By replacing domestic 90s with imported frozen to the extent their specifications will allow, their 75CL meatblock price can be significantly reduced.
This is all helping to keep imported lean beef prices on a positive trend.
Japan meanwhile has taken the foot off the pedal and dropped 2800t on last month to record 21,007t for March, a similar amount to last year.
One major export processor who recently commented on Japan's renewed interest in Australian beef due to the US shortening up, was also inclined to the view that overall demand would remain relatively flat. His business supplied a certain amount there most weeks and that was pretty much it.
In other markets, Korea's 14,046t was up 1000t on the previous month, but 5000t down on last year. China, too, showed a small increase in its March tonnage of 16,484t, but a 3500t decrease on last year.
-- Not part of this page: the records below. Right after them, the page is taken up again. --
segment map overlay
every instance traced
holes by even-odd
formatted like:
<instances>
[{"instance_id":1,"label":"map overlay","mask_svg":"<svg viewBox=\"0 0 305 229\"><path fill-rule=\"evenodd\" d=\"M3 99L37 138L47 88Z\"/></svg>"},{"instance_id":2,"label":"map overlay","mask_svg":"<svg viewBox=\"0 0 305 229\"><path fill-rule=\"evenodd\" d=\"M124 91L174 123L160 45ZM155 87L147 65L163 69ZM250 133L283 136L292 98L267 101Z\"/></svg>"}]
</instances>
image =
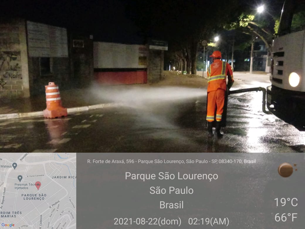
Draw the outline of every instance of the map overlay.
<instances>
[{"instance_id":1,"label":"map overlay","mask_svg":"<svg viewBox=\"0 0 305 229\"><path fill-rule=\"evenodd\" d=\"M0 153L0 225L76 228L75 153Z\"/></svg>"}]
</instances>

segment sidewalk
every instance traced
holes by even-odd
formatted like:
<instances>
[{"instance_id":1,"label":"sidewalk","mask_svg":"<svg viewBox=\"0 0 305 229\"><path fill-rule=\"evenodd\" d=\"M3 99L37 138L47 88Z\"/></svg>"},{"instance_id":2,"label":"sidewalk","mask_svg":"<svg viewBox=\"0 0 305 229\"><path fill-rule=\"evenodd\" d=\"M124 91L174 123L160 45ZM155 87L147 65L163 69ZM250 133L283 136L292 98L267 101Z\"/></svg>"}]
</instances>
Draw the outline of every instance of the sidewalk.
<instances>
[{"instance_id":1,"label":"sidewalk","mask_svg":"<svg viewBox=\"0 0 305 229\"><path fill-rule=\"evenodd\" d=\"M206 80L192 75L177 75L175 72L165 72L164 79L150 85L136 84L115 85L95 85L82 89L61 90L59 88L63 106L67 109L68 114L78 111L119 105L113 102L111 96L116 92L129 89L147 87L178 86L192 88L206 86ZM107 95L108 92L111 92ZM0 99L0 120L43 116L46 109L45 94L29 98L9 99Z\"/></svg>"}]
</instances>

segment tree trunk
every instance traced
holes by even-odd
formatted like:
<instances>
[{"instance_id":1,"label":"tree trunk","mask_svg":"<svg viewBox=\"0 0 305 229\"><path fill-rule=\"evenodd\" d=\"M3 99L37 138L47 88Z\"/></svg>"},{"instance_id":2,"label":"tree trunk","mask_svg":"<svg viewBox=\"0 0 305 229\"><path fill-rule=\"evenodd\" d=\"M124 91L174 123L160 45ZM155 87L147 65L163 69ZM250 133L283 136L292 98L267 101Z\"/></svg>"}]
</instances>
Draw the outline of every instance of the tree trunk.
<instances>
[{"instance_id":1,"label":"tree trunk","mask_svg":"<svg viewBox=\"0 0 305 229\"><path fill-rule=\"evenodd\" d=\"M186 59L186 72L188 74L191 73L191 61L188 59Z\"/></svg>"},{"instance_id":2,"label":"tree trunk","mask_svg":"<svg viewBox=\"0 0 305 229\"><path fill-rule=\"evenodd\" d=\"M192 74L196 75L197 72L197 62L198 42L193 41L191 47L191 58L192 60Z\"/></svg>"}]
</instances>

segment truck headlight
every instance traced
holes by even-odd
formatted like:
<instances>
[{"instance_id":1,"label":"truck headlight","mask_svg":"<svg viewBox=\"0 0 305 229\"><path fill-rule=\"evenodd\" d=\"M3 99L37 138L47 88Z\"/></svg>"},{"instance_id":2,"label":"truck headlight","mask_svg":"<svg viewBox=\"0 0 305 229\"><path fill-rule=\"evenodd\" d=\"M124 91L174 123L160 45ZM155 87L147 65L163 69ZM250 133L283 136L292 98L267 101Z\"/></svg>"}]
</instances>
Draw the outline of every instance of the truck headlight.
<instances>
[{"instance_id":1,"label":"truck headlight","mask_svg":"<svg viewBox=\"0 0 305 229\"><path fill-rule=\"evenodd\" d=\"M289 84L292 87L294 87L299 85L300 82L300 77L295 72L292 72L289 75Z\"/></svg>"}]
</instances>

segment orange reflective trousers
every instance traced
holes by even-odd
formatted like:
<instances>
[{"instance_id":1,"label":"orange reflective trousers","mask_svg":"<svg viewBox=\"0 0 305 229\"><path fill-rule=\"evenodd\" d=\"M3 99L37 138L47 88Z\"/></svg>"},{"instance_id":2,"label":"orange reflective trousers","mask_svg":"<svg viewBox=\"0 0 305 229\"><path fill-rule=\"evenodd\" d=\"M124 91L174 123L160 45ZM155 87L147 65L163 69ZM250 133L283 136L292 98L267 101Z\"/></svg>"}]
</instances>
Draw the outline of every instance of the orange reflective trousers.
<instances>
[{"instance_id":1,"label":"orange reflective trousers","mask_svg":"<svg viewBox=\"0 0 305 229\"><path fill-rule=\"evenodd\" d=\"M225 91L218 89L216 91L212 91L208 93L207 111L206 112L206 121L213 122L214 121L216 107L216 121L221 121L221 117L224 111L224 96Z\"/></svg>"}]
</instances>

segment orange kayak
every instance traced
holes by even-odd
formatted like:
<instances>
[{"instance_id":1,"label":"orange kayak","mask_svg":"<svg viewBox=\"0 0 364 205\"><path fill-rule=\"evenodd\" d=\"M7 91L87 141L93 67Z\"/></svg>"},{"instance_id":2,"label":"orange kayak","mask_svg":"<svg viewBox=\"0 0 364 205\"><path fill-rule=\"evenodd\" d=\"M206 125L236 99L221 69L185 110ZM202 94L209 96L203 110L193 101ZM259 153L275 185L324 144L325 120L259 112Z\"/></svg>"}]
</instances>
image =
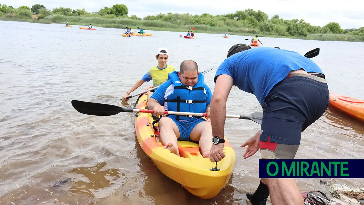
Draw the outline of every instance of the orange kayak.
<instances>
[{"instance_id":1,"label":"orange kayak","mask_svg":"<svg viewBox=\"0 0 364 205\"><path fill-rule=\"evenodd\" d=\"M96 30L96 28L86 28L85 27L79 27L80 29L85 29L86 30Z\"/></svg>"},{"instance_id":2,"label":"orange kayak","mask_svg":"<svg viewBox=\"0 0 364 205\"><path fill-rule=\"evenodd\" d=\"M364 122L364 100L330 92L330 107Z\"/></svg>"},{"instance_id":3,"label":"orange kayak","mask_svg":"<svg viewBox=\"0 0 364 205\"><path fill-rule=\"evenodd\" d=\"M135 103L136 109L145 109L147 100L146 94L142 95ZM223 149L226 156L217 163L217 168L220 170L211 170L211 168L215 168L215 164L202 157L198 144L178 141L179 157L165 149L159 142L158 123L153 126L152 123L155 119L151 114L140 113L136 116L135 129L138 142L158 169L165 175L203 199L214 197L225 187L236 163L234 150L226 137L224 138Z\"/></svg>"}]
</instances>

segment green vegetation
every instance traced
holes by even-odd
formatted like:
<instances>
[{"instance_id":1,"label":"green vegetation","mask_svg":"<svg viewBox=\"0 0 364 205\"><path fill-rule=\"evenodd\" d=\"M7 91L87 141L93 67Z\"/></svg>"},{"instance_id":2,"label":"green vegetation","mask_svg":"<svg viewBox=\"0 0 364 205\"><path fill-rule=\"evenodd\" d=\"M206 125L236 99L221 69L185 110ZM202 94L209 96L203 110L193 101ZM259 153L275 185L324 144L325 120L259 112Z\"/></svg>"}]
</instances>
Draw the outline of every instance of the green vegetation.
<instances>
[{"instance_id":1,"label":"green vegetation","mask_svg":"<svg viewBox=\"0 0 364 205\"><path fill-rule=\"evenodd\" d=\"M193 27L195 33L223 33L261 36L289 38L321 40L364 42L364 27L342 29L336 22L329 22L323 27L312 25L303 19L284 19L276 15L270 18L262 11L251 9L238 11L234 13L213 16L208 13L192 15L189 13L160 13L143 19L135 15L127 15L128 8L124 4L105 7L96 12L84 9L72 9L60 7L48 9L43 5L35 4L29 8L22 6L15 9L0 4L0 20L26 20L39 23L121 28L126 27L145 30L186 32ZM32 16L32 14L34 14Z\"/></svg>"}]
</instances>

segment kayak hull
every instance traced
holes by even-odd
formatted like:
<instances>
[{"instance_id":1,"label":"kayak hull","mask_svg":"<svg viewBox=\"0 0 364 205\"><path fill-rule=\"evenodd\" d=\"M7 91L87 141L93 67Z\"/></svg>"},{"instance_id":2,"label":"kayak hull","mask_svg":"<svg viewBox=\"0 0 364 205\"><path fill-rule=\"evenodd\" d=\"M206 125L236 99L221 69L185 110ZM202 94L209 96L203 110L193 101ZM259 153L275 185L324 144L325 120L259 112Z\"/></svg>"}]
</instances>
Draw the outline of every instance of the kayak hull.
<instances>
[{"instance_id":1,"label":"kayak hull","mask_svg":"<svg viewBox=\"0 0 364 205\"><path fill-rule=\"evenodd\" d=\"M130 33L130 34L131 36L151 36L153 33L145 33L144 34L141 34L140 33ZM129 35L125 33L123 33L123 36L128 36Z\"/></svg>"},{"instance_id":2,"label":"kayak hull","mask_svg":"<svg viewBox=\"0 0 364 205\"><path fill-rule=\"evenodd\" d=\"M96 28L85 28L84 27L79 27L80 29L83 29L84 30L96 30Z\"/></svg>"},{"instance_id":3,"label":"kayak hull","mask_svg":"<svg viewBox=\"0 0 364 205\"><path fill-rule=\"evenodd\" d=\"M330 92L329 106L364 122L364 100Z\"/></svg>"},{"instance_id":4,"label":"kayak hull","mask_svg":"<svg viewBox=\"0 0 364 205\"><path fill-rule=\"evenodd\" d=\"M143 94L136 103L138 109L147 106L147 95ZM235 154L231 145L224 137L224 151L226 157L217 163L219 171L211 171L215 163L202 157L198 144L179 141L180 157L165 149L155 136L159 134L158 123L154 131L154 120L150 113L138 113L135 121L135 133L143 150L155 166L167 177L182 185L192 194L203 199L217 195L225 187L235 166Z\"/></svg>"}]
</instances>

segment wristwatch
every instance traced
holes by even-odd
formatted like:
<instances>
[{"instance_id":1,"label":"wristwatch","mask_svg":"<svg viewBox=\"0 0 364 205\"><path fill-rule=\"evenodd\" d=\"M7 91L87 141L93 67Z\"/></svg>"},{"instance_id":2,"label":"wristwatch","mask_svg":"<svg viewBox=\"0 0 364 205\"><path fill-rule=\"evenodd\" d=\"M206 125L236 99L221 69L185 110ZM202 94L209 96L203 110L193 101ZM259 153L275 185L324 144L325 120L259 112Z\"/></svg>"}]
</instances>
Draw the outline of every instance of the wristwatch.
<instances>
[{"instance_id":1,"label":"wristwatch","mask_svg":"<svg viewBox=\"0 0 364 205\"><path fill-rule=\"evenodd\" d=\"M225 140L223 139L220 139L218 137L215 136L212 138L212 143L214 145L217 145L219 143L225 143Z\"/></svg>"}]
</instances>

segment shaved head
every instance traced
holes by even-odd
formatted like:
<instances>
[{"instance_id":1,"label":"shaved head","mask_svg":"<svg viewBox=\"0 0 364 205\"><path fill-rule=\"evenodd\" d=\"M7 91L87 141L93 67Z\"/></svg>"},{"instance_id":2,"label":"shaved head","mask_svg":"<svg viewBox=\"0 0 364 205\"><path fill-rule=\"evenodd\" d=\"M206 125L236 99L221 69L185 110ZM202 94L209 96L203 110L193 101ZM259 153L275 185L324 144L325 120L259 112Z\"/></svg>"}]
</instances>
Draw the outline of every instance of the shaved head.
<instances>
[{"instance_id":1,"label":"shaved head","mask_svg":"<svg viewBox=\"0 0 364 205\"><path fill-rule=\"evenodd\" d=\"M184 60L179 66L179 72L183 74L185 72L198 72L198 67L195 62L190 60Z\"/></svg>"}]
</instances>

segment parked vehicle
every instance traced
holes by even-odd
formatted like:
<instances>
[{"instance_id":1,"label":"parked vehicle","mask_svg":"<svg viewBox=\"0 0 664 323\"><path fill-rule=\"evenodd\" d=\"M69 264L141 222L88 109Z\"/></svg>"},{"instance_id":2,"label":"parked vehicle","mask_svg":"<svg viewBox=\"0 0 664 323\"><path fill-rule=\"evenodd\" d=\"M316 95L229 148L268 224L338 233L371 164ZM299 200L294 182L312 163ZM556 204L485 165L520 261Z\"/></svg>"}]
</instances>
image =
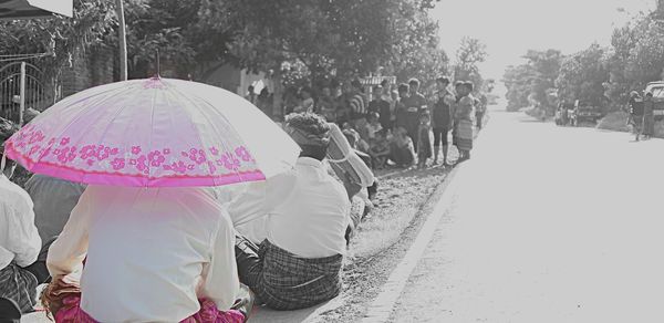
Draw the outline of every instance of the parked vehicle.
<instances>
[{"instance_id":1,"label":"parked vehicle","mask_svg":"<svg viewBox=\"0 0 664 323\"><path fill-rule=\"evenodd\" d=\"M572 126L579 126L581 123L596 123L603 116L602 107L577 100L570 119Z\"/></svg>"},{"instance_id":2,"label":"parked vehicle","mask_svg":"<svg viewBox=\"0 0 664 323\"><path fill-rule=\"evenodd\" d=\"M653 114L655 115L655 119L664 119L664 81L647 83L645 92L651 92L653 94Z\"/></svg>"}]
</instances>

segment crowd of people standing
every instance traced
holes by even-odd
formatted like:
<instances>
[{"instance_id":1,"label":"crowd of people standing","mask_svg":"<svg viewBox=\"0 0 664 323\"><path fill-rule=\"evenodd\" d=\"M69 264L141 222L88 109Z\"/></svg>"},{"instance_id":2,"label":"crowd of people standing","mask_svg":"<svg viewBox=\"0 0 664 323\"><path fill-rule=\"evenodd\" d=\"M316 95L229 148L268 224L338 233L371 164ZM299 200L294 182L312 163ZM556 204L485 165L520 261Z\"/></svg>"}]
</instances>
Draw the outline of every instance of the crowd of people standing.
<instances>
[{"instance_id":1,"label":"crowd of people standing","mask_svg":"<svg viewBox=\"0 0 664 323\"><path fill-rule=\"evenodd\" d=\"M317 90L287 91L282 114L315 113L338 124L359 152L371 156L372 168L450 165L449 134L459 152L456 162L470 158L487 106L473 82L450 83L440 76L425 95L417 79L398 85L385 79L371 93L357 79L347 85L331 81Z\"/></svg>"},{"instance_id":2,"label":"crowd of people standing","mask_svg":"<svg viewBox=\"0 0 664 323\"><path fill-rule=\"evenodd\" d=\"M42 283L56 322L246 322L255 302L297 310L336 296L350 232L376 194L370 168L427 167L440 149L448 165L449 133L458 160L470 158L486 104L470 82L435 84L428 98L415 79L396 93L383 82L367 95L359 80L346 92L301 88L282 125L300 155L264 181L114 187L34 175L24 190L0 156L0 314L4 301L33 311Z\"/></svg>"}]
</instances>

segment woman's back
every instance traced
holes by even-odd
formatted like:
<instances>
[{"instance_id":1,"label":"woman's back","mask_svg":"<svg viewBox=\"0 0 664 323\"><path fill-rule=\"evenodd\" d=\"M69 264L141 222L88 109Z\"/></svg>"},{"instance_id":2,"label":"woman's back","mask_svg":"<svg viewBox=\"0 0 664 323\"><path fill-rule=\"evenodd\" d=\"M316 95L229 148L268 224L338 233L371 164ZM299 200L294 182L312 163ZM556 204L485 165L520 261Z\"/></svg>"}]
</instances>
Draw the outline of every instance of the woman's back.
<instances>
[{"instance_id":1,"label":"woman's back","mask_svg":"<svg viewBox=\"0 0 664 323\"><path fill-rule=\"evenodd\" d=\"M232 304L232 225L206 189L91 186L74 216L89 235L81 308L95 320L179 321L198 311L199 296L222 311ZM214 256L210 291L203 282Z\"/></svg>"}]
</instances>

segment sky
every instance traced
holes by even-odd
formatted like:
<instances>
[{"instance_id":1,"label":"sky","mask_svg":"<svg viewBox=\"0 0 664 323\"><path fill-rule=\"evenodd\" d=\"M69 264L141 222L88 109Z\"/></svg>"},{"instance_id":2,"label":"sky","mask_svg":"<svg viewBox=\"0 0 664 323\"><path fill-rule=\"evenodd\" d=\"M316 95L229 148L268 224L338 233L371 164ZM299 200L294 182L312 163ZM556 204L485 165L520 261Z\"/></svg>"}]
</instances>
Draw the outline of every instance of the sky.
<instances>
[{"instance_id":1,"label":"sky","mask_svg":"<svg viewBox=\"0 0 664 323\"><path fill-rule=\"evenodd\" d=\"M655 4L656 0L440 0L430 14L452 60L463 37L477 38L489 53L480 66L483 75L500 80L508 65L523 62L520 56L529 49L571 54L593 42L609 45L614 27Z\"/></svg>"}]
</instances>

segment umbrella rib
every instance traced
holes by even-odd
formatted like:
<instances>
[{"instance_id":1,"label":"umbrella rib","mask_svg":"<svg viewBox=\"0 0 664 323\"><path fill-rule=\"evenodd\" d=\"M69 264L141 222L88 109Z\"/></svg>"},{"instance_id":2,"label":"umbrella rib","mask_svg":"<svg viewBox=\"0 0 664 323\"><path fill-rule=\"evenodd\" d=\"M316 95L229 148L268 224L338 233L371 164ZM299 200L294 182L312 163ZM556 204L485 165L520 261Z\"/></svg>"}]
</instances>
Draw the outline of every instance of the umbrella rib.
<instances>
[{"instance_id":1,"label":"umbrella rib","mask_svg":"<svg viewBox=\"0 0 664 323\"><path fill-rule=\"evenodd\" d=\"M206 113L206 111L205 111L205 110L203 110L203 108L201 108L199 105L195 104L195 103L196 103L196 101L194 101L194 100L193 100L193 98L191 98L191 97L190 97L190 96L189 96L187 93L184 93L184 92L179 91L179 88L177 88L177 87L176 87L176 91L177 91L177 92L178 92L178 93L179 93L179 94L180 94L183 97L185 97L185 98L187 98L189 102L194 103L194 104L193 104L193 106L194 106L194 107L195 107L195 108L196 108L196 110L197 110L197 111L200 113L200 115L203 115L203 116L207 117L208 119L211 119L211 118L209 118L209 115ZM197 96L197 98L198 98L199 101L203 101L203 102L206 104L206 106L208 106L208 107L212 107L212 108L211 108L212 111L215 111L215 110L216 110L216 108L214 108L214 105L211 105L209 102L207 102L207 101L206 101L206 100L204 100L203 97L200 97L200 96ZM230 123L230 121L229 121L229 119L228 119L228 118L227 118L227 117L226 117L224 114L219 114L219 116L220 116L221 118L224 118L224 121L226 121L226 123L227 123L228 125L232 125L232 124ZM221 137L221 136L220 136L220 132L218 132L218 131L217 131L217 127L216 127L216 125L214 125L214 124L211 124L211 125L212 125L212 126L214 126L214 128L215 128L215 135L218 135L219 137ZM238 134L238 133L237 133L237 132L236 132L236 131L235 131L232 127L231 127L231 129L235 132L235 134L236 134L236 137L237 137L237 138L241 138L241 137L240 137L240 135L239 135L239 134ZM198 132L196 132L196 133L198 133ZM205 143L204 143L204 140L203 140L203 137L200 137L200 134L198 134L198 138L199 138L199 140L200 140L200 144L201 144L201 145L203 145L203 144L205 144ZM222 142L222 140L220 140L220 144L224 144L224 142ZM207 148L207 147L204 147L204 148ZM228 148L228 150L229 150L229 152L231 152L234 147L227 147L227 148ZM209 165L207 166L207 168L208 168L208 170L210 170L210 171L211 171L211 169L210 169ZM236 174L236 176L237 176L238 178L240 178L240 179L242 178L242 175L240 174L239 169L238 169L238 170L234 170L234 173Z\"/></svg>"}]
</instances>

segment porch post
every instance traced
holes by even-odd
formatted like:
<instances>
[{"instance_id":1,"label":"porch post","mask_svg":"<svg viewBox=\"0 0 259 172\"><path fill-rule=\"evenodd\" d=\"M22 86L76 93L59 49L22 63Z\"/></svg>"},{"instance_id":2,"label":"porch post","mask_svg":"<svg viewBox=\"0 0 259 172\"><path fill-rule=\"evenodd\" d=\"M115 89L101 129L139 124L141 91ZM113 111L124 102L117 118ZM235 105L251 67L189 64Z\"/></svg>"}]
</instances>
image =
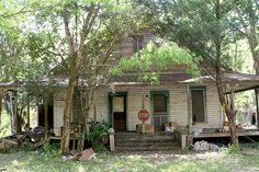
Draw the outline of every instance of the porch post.
<instances>
[{"instance_id":1,"label":"porch post","mask_svg":"<svg viewBox=\"0 0 259 172\"><path fill-rule=\"evenodd\" d=\"M230 84L232 88L232 95L230 95L230 104L232 104L232 111L234 112L234 126L236 126L236 107L235 107L235 84Z\"/></svg>"},{"instance_id":2,"label":"porch post","mask_svg":"<svg viewBox=\"0 0 259 172\"><path fill-rule=\"evenodd\" d=\"M2 89L0 90L0 126L1 126L1 119L2 119Z\"/></svg>"},{"instance_id":3,"label":"porch post","mask_svg":"<svg viewBox=\"0 0 259 172\"><path fill-rule=\"evenodd\" d=\"M234 84L230 84L230 88L232 88L230 103L232 103L232 110L235 113L236 108L235 108L235 91L234 91L234 87L235 87Z\"/></svg>"},{"instance_id":4,"label":"porch post","mask_svg":"<svg viewBox=\"0 0 259 172\"><path fill-rule=\"evenodd\" d=\"M190 87L187 85L187 99L188 99L188 134L192 134L192 114L191 114L191 93Z\"/></svg>"},{"instance_id":5,"label":"porch post","mask_svg":"<svg viewBox=\"0 0 259 172\"><path fill-rule=\"evenodd\" d=\"M27 128L30 128L30 96L27 95Z\"/></svg>"},{"instance_id":6,"label":"porch post","mask_svg":"<svg viewBox=\"0 0 259 172\"><path fill-rule=\"evenodd\" d=\"M259 129L259 88L255 89L255 93L256 93L256 105L257 105L257 128Z\"/></svg>"},{"instance_id":7,"label":"porch post","mask_svg":"<svg viewBox=\"0 0 259 172\"><path fill-rule=\"evenodd\" d=\"M48 128L48 101L47 101L47 96L45 95L44 98L44 136L45 139L47 139L47 128Z\"/></svg>"}]
</instances>

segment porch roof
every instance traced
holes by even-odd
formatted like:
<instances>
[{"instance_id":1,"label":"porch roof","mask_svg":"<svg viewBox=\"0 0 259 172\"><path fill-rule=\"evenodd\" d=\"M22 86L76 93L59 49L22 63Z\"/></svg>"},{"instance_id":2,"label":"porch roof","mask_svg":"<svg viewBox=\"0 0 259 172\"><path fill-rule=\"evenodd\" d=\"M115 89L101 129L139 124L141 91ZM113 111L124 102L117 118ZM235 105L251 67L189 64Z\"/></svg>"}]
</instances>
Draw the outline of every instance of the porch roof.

Indonesia recovered from its slow start to the year with 10,299t in March, but on a cumulative basis for Q1 trails last year by 15pc.
Rain lifts rates with minimal disruption
WITH the extent of rain and water coming down river systems in the west it seemed inevitable that there would be some disruption to kills this week but surprisingly the impact has been minimal.
Central and northern works are unaffected, leaving some plants in the south-east of the state to bear the brunt. But rather than have several days of reduced kills, one major plant elected to contain the losses in one dropped day keeping the rest of the week in full kill.
Adjustments made last week saw 10-20c/kg added to grids taking YP ox to 535-540c and heavy cow to 470c. The cattle pipeline is now reported to be a good three to four weeks in front in southern Qld and more in the central.